After several moments she piped again, "Erik?"
"What?"
"It's no fun being dead is it?"
"What makes you think I've ever been anything but an angel?"
"The way you're always...the way you are all the time, I guess."
"The way I am all the time? Good lord, you've only known me for a day and a half child!"
"It's the way you talk. There's something...something in the way you talk. It's just not very nice," she answered hesitantly.
"I've got more than enough of an excuse to be 'not very nice'. Dealing with you two all day is enough to put anyone over the edge! And what does the way I talk have to do with anything?" I sneered, sounding more childish than the child did.
"You sound just like Papa...when he's tired. Mama always says it's not our fault. Most of the time, she says, it's hers. She says Papa's gone through a lot of hurt because of her and sometimes...sometimes she says she brings that hurt back. But she doesn't mean to. That's what makes him so angry. Sometimes she is too, but not as much as him. She says when bad things happen some people can't help but hold it in and it makes them mean"
She paused. Her articulation had stunned me.
"Some people," Soisette continued, "That's what she said. You had to be a person at some time to be so..."
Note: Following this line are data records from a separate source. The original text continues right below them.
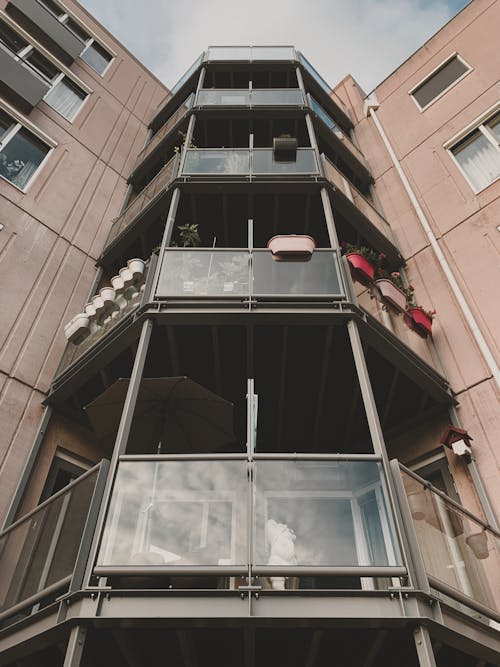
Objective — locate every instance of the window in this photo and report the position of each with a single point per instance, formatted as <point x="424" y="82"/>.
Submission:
<point x="65" y="97"/>
<point x="478" y="154"/>
<point x="21" y="152"/>
<point x="439" y="81"/>
<point x="97" y="57"/>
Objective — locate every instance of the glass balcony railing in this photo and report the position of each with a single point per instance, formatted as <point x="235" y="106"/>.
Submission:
<point x="323" y="84"/>
<point x="239" y="274"/>
<point x="245" y="162"/>
<point x="165" y="129"/>
<point x="460" y="553"/>
<point x="152" y="190"/>
<point x="38" y="553"/>
<point x="251" y="53"/>
<point x="341" y="136"/>
<point x="352" y="195"/>
<point x="306" y="516"/>
<point x="250" y="98"/>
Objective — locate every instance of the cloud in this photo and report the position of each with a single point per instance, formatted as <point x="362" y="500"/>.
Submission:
<point x="366" y="38"/>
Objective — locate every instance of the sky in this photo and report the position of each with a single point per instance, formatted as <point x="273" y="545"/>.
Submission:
<point x="365" y="38"/>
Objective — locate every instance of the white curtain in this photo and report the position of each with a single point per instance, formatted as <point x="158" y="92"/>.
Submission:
<point x="65" y="98"/>
<point x="480" y="160"/>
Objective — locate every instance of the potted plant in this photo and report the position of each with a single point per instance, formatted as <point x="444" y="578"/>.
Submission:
<point x="298" y="247"/>
<point x="362" y="260"/>
<point x="391" y="290"/>
<point x="419" y="319"/>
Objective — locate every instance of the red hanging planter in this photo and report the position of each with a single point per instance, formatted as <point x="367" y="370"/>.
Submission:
<point x="418" y="320"/>
<point x="361" y="268"/>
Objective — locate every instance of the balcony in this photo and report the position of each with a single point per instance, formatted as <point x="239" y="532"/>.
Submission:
<point x="165" y="130"/>
<point x="39" y="553"/>
<point x="245" y="162"/>
<point x="459" y="552"/>
<point x="352" y="203"/>
<point x="296" y="519"/>
<point x="239" y="275"/>
<point x="21" y="77"/>
<point x="343" y="143"/>
<point x="50" y="26"/>
<point x="144" y="200"/>
<point x="230" y="97"/>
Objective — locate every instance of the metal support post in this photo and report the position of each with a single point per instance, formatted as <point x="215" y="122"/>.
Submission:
<point x="26" y="474"/>
<point x="424" y="647"/>
<point x="122" y="434"/>
<point x="75" y="647"/>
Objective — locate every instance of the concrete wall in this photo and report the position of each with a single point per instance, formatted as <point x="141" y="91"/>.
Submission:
<point x="53" y="233"/>
<point x="464" y="223"/>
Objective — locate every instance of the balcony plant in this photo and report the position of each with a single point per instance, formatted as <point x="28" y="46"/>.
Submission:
<point x="391" y="290"/>
<point x="418" y="318"/>
<point x="362" y="261"/>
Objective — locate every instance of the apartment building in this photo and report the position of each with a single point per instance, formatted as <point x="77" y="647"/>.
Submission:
<point x="258" y="445"/>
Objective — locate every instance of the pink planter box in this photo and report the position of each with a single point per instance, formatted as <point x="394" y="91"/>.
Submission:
<point x="420" y="321"/>
<point x="391" y="294"/>
<point x="292" y="247"/>
<point x="361" y="268"/>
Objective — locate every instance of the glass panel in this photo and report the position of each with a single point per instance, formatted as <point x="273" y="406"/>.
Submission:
<point x="217" y="161"/>
<point x="479" y="159"/>
<point x="324" y="513"/>
<point x="42" y="549"/>
<point x="97" y="57"/>
<point x="275" y="97"/>
<point x="264" y="162"/>
<point x="177" y="513"/>
<point x="187" y="74"/>
<point x="457" y="550"/>
<point x="223" y="97"/>
<point x="229" y="53"/>
<point x="192" y="273"/>
<point x="21" y="157"/>
<point x="66" y="98"/>
<point x="318" y="276"/>
<point x="273" y="53"/>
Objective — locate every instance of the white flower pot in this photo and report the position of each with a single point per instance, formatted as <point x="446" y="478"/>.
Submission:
<point x="126" y="275"/>
<point x="136" y="266"/>
<point x="107" y="294"/>
<point x="117" y="283"/>
<point x="77" y="328"/>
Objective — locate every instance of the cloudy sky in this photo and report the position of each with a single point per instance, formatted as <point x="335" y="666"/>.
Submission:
<point x="366" y="38"/>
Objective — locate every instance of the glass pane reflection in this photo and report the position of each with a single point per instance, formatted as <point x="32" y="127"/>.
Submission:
<point x="177" y="513"/>
<point x="322" y="513"/>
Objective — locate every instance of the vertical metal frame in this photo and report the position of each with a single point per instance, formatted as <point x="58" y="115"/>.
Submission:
<point x="121" y="438"/>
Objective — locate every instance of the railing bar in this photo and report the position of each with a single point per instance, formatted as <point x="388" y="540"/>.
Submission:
<point x="449" y="500"/>
<point x="461" y="597"/>
<point x="53" y="498"/>
<point x="33" y="599"/>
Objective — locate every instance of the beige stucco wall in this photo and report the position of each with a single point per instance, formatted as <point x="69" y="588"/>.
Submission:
<point x="464" y="223"/>
<point x="53" y="233"/>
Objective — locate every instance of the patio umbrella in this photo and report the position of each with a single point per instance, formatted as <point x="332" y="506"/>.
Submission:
<point x="172" y="415"/>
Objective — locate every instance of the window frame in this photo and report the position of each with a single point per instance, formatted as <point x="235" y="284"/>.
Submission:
<point x="429" y="76"/>
<point x="17" y="125"/>
<point x="480" y="124"/>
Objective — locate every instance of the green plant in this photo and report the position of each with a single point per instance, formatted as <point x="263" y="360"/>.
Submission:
<point x="372" y="256"/>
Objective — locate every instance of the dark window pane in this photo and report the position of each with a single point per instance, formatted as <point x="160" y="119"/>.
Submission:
<point x="439" y="81"/>
<point x="21" y="156"/>
<point x="11" y="39"/>
<point x="97" y="57"/>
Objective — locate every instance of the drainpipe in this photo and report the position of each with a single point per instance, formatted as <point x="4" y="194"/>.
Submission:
<point x="370" y="108"/>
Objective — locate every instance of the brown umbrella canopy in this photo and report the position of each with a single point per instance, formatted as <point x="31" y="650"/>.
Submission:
<point x="172" y="415"/>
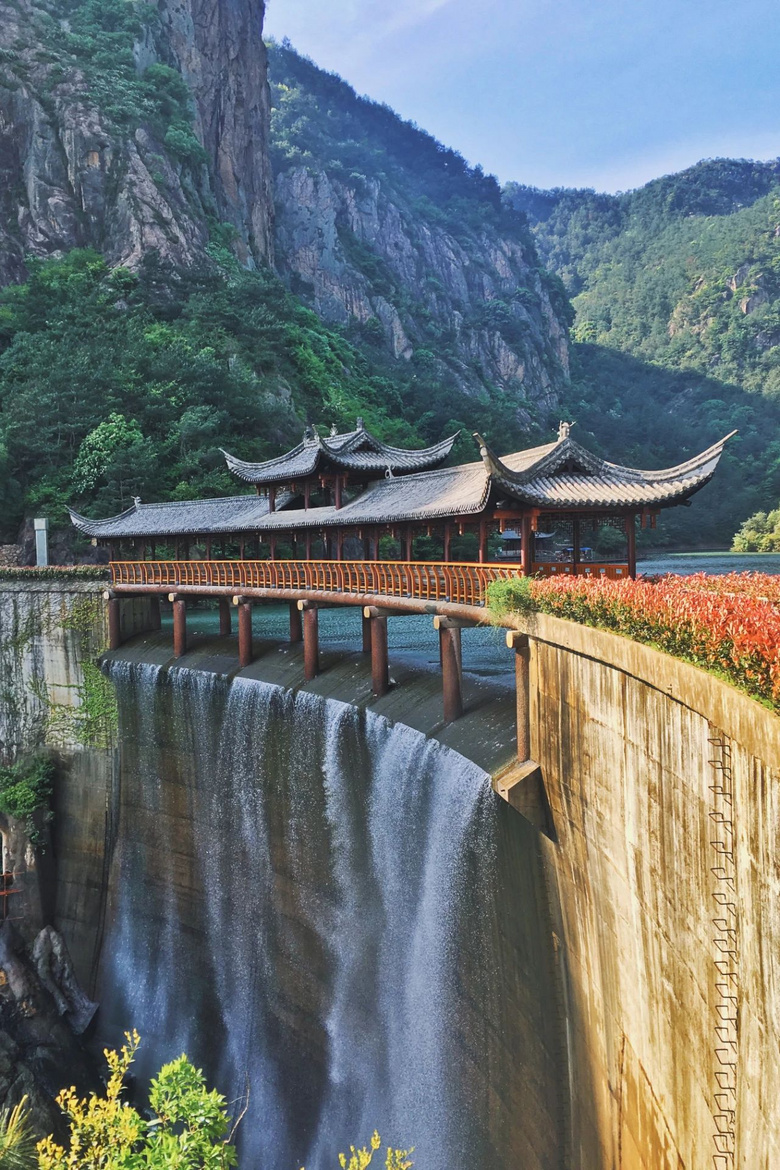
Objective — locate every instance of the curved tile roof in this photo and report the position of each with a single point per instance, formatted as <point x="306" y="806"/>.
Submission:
<point x="566" y="475"/>
<point x="185" y="517"/>
<point x="556" y="476"/>
<point x="357" y="451"/>
<point x="449" y="491"/>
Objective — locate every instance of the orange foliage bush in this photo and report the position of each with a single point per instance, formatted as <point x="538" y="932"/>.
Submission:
<point x="729" y="624"/>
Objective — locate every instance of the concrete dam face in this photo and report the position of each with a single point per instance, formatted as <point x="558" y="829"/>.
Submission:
<point x="322" y="901"/>
<point x="335" y="915"/>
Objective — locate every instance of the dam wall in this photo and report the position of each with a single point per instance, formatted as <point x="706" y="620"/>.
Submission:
<point x="55" y="700"/>
<point x="663" y="786"/>
<point x="615" y="993"/>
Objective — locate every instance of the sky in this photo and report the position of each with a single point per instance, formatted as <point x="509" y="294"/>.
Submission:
<point x="604" y="94"/>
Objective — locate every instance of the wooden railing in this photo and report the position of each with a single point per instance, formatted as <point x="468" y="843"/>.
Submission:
<point x="461" y="583"/>
<point x="584" y="569"/>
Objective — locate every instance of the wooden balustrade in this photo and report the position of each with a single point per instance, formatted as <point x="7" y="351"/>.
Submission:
<point x="461" y="583"/>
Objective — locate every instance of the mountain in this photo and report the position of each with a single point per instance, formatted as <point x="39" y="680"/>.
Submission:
<point x="676" y="289"/>
<point x="382" y="229"/>
<point x="163" y="298"/>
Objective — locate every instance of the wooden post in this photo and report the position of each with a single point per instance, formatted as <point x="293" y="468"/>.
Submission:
<point x="179" y="626"/>
<point x="115" y="624"/>
<point x="296" y="624"/>
<point x="526" y="545"/>
<point x="310" y="642"/>
<point x="244" y="633"/>
<point x="522" y="647"/>
<point x="483" y="542"/>
<point x="449" y="644"/>
<point x="379" y="663"/>
<point x="630" y="535"/>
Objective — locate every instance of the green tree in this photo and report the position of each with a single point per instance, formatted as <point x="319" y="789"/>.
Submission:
<point x="190" y="1130"/>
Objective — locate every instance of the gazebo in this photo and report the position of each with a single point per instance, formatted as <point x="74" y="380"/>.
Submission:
<point x="346" y="491"/>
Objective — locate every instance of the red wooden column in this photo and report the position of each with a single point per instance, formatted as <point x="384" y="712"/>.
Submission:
<point x="296" y="624"/>
<point x="520" y="645"/>
<point x="526" y="550"/>
<point x="630" y="535"/>
<point x="115" y="623"/>
<point x="244" y="632"/>
<point x="310" y="641"/>
<point x="179" y="626"/>
<point x="449" y="644"/>
<point x="379" y="660"/>
<point x="483" y="542"/>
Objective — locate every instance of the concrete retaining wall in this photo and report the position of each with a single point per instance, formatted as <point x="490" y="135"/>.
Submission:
<point x="664" y="795"/>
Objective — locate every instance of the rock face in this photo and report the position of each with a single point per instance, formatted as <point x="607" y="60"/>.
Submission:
<point x="218" y="45"/>
<point x="70" y="178"/>
<point x="361" y="256"/>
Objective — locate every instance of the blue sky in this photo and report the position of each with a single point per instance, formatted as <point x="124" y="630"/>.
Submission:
<point x="600" y="94"/>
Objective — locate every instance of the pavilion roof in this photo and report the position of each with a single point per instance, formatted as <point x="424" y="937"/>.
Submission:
<point x="185" y="517"/>
<point x="552" y="477"/>
<point x="356" y="451"/>
<point x="566" y="475"/>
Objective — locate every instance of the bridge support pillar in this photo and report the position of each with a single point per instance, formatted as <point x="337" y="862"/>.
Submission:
<point x="379" y="660"/>
<point x="296" y="624"/>
<point x="179" y="626"/>
<point x="310" y="642"/>
<point x="520" y="645"/>
<point x="449" y="644"/>
<point x="115" y="624"/>
<point x="244" y="633"/>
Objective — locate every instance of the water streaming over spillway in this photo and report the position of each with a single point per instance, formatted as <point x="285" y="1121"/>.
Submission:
<point x="303" y="899"/>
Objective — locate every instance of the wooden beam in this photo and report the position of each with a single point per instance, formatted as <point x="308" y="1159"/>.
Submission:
<point x="310" y="642"/>
<point x="244" y="633"/>
<point x="630" y="535"/>
<point x="115" y="624"/>
<point x="522" y="647"/>
<point x="179" y="627"/>
<point x="379" y="662"/>
<point x="449" y="644"/>
<point x="296" y="624"/>
<point x="526" y="550"/>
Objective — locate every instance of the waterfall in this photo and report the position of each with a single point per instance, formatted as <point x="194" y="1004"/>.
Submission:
<point x="301" y="899"/>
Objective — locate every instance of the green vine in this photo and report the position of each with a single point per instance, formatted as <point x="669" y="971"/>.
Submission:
<point x="26" y="790"/>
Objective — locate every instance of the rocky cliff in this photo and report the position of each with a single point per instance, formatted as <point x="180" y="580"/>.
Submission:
<point x="96" y="130"/>
<point x="387" y="233"/>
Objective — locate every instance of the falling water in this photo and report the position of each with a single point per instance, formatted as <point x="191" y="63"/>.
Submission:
<point x="298" y="901"/>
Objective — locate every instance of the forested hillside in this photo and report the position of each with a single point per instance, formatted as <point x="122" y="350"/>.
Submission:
<point x="676" y="289"/>
<point x="143" y="324"/>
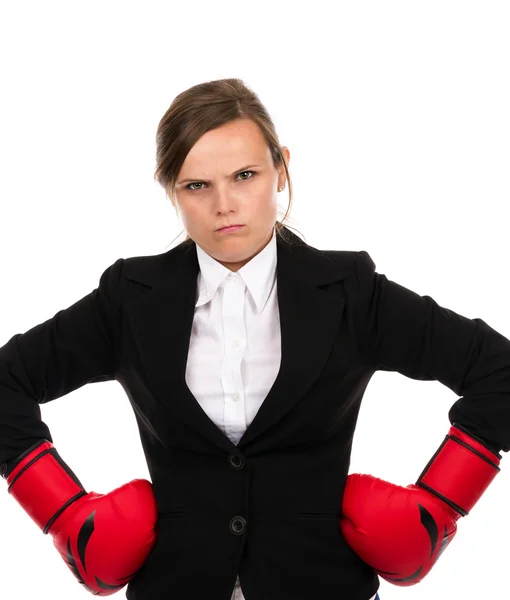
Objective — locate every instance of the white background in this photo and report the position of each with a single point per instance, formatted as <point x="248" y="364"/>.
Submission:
<point x="396" y="116"/>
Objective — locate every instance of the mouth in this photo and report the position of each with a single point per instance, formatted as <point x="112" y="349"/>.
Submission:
<point x="231" y="228"/>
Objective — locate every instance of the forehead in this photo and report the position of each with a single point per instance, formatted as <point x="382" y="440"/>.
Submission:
<point x="231" y="143"/>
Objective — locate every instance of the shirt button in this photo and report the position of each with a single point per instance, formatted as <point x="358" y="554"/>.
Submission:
<point x="237" y="525"/>
<point x="235" y="462"/>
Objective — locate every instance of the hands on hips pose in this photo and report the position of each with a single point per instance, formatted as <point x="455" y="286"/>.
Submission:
<point x="401" y="531"/>
<point x="103" y="538"/>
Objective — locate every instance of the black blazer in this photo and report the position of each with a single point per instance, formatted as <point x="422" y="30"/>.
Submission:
<point x="269" y="506"/>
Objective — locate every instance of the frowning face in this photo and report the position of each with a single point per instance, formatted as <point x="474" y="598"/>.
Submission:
<point x="228" y="177"/>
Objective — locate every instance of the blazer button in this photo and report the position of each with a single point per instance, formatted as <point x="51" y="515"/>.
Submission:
<point x="237" y="525"/>
<point x="235" y="462"/>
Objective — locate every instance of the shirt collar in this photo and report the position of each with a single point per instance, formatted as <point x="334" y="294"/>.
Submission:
<point x="258" y="274"/>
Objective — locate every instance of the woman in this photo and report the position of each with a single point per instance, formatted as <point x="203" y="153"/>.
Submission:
<point x="245" y="354"/>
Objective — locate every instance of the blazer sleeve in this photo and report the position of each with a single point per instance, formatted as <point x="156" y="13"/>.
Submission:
<point x="75" y="347"/>
<point x="405" y="332"/>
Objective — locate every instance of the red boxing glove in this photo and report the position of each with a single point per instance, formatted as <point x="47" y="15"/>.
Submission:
<point x="400" y="532"/>
<point x="103" y="538"/>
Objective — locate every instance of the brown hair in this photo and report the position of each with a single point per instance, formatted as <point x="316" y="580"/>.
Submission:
<point x="204" y="107"/>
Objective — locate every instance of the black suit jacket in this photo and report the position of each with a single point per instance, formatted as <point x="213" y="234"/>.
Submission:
<point x="268" y="507"/>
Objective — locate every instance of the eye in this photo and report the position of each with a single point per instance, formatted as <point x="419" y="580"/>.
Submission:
<point x="201" y="182"/>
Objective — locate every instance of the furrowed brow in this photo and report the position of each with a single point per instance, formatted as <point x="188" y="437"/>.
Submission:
<point x="205" y="181"/>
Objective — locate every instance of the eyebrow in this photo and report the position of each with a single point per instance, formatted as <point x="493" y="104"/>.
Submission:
<point x="205" y="181"/>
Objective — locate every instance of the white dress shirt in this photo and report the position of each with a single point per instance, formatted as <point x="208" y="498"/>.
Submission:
<point x="235" y="347"/>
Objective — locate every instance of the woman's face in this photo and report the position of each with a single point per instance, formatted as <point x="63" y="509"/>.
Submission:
<point x="227" y="178"/>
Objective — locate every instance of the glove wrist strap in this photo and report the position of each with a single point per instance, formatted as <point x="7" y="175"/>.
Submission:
<point x="461" y="470"/>
<point x="43" y="484"/>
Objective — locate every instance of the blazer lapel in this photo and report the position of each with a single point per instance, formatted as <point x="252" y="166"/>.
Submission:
<point x="161" y="318"/>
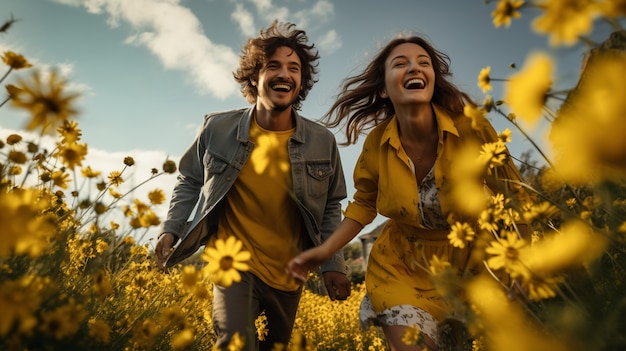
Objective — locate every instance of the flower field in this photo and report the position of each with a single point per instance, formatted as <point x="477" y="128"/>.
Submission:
<point x="73" y="276"/>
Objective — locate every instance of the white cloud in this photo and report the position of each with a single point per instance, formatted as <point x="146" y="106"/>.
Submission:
<point x="245" y="20"/>
<point x="329" y="42"/>
<point x="174" y="34"/>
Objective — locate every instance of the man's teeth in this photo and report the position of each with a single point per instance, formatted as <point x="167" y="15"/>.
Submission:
<point x="283" y="87"/>
<point x="415" y="83"/>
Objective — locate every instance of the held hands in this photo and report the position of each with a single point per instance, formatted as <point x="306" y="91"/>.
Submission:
<point x="164" y="249"/>
<point x="337" y="284"/>
<point x="299" y="267"/>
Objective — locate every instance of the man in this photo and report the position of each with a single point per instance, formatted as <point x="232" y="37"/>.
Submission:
<point x="270" y="178"/>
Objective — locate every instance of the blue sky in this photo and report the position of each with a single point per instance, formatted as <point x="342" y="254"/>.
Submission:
<point x="149" y="70"/>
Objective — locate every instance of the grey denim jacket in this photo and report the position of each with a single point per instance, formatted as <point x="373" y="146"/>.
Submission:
<point x="209" y="167"/>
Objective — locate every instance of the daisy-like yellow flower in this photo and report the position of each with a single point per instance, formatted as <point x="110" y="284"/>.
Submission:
<point x="260" y="323"/>
<point x="589" y="137"/>
<point x="507" y="253"/>
<point x="566" y="20"/>
<point x="484" y="80"/>
<point x="526" y="91"/>
<point x="87" y="172"/>
<point x="541" y="288"/>
<point x="461" y="233"/>
<point x="183" y="339"/>
<point x="129" y="161"/>
<point x="69" y="132"/>
<point x="493" y="154"/>
<point x="99" y="330"/>
<point x="189" y="277"/>
<point x="60" y="179"/>
<point x="63" y="321"/>
<point x="102" y="284"/>
<point x="411" y="336"/>
<point x="14" y="139"/>
<point x="115" y="177"/>
<point x="47" y="101"/>
<point x="71" y="154"/>
<point x="169" y="166"/>
<point x="17" y="157"/>
<point x="505" y="11"/>
<point x="505" y="136"/>
<point x="438" y="266"/>
<point x="15" y="61"/>
<point x="156" y="196"/>
<point x="225" y="260"/>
"Perhaps," I interrupted, mildly for the first time that day, "...perhaps it would be best if we headed back before dark." I would have given anything to change the subject. Anything if I had anything to give.
"But I don't want to leave yet," whined Elyssa.
"Haven't you had enough of this place already?"
"Nope."
"And why not?" I turned to the younger.
"Because I like it here," she pouted, "I want to stay."
My nose wrinkled, slightly displacing the mask,"Well how would you feel about me leaving you both here?"
"I wouldn't like that at all!"
"And why not?" I asked a second time, becoming quite annoyed.
"Because it wouldn't be the same without you."
Through the cheesiness, somehow, my devoted, this angel caught the first remote spark of a kind thing a human being had ever said to him, no matter how quaint it may have been.
There was only one thing I could think to say in reply: "Wanna bet?"